Appalling workplace safety statistics underscore the importance of the union campaign.
October 16 marked the 39th anniversary of the tragic West Gate Bridge collapse, which killed 35 workers and injured many others. In 2009, the same day marked the death of a Melbourne construction worker at the former Pentridge Prison site — the fourth Victorian work-related death in nine days.
A report commissioned by the National Occupational Health & Safety Commission estimated there are more than 8000 work-related fatalities every year. The Australian Bureau of Statistics said nearly 690,000 workplace injuries or illnesses occur each year.

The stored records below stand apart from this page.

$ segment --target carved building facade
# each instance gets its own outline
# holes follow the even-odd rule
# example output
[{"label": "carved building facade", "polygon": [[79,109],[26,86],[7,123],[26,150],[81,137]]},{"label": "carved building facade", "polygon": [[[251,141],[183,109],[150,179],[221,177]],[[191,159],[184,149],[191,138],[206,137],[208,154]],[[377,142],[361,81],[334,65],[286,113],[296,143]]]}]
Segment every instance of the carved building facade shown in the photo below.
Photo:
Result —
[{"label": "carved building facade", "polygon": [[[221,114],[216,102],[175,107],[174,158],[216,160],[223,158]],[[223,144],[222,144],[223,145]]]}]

A rally was held during the conference lunch hour. Speakers included Karen Batt (secretary, Community and Public Sector Union, SPSF Victoria branch); Steve Dargavel (state secretary, Australian Manufacturing Workers Union); and Martin Kingham (assistant national secretary of the Construction Forestry Mining Energy Union, Construction and General division).
The final conference session passed a resolution in opposition to the mining and use of asbestos globally and a second resolution, moved by Robbie Rudd from the Australian Workers Union, demanded the state government support the union OHS campaign.
Kingham called for an ongoing campaign. He finished the conference with the words: "We had to fight to get these OHS laws and we'll have to fight to keep them."
Several hundred unionists and community members also rallied in Sydney's Martin Place on October 28 to mark Safe Work Week 2009. The rally called on the federal government to radically improve its proposed new national workplace health and safety laws.
The rally was held under the slogan: "Don't risk second rate safety." It was sponsored by Unions NSW, as part of a nation wide campaign organised by the Australian Council of Trade Unions.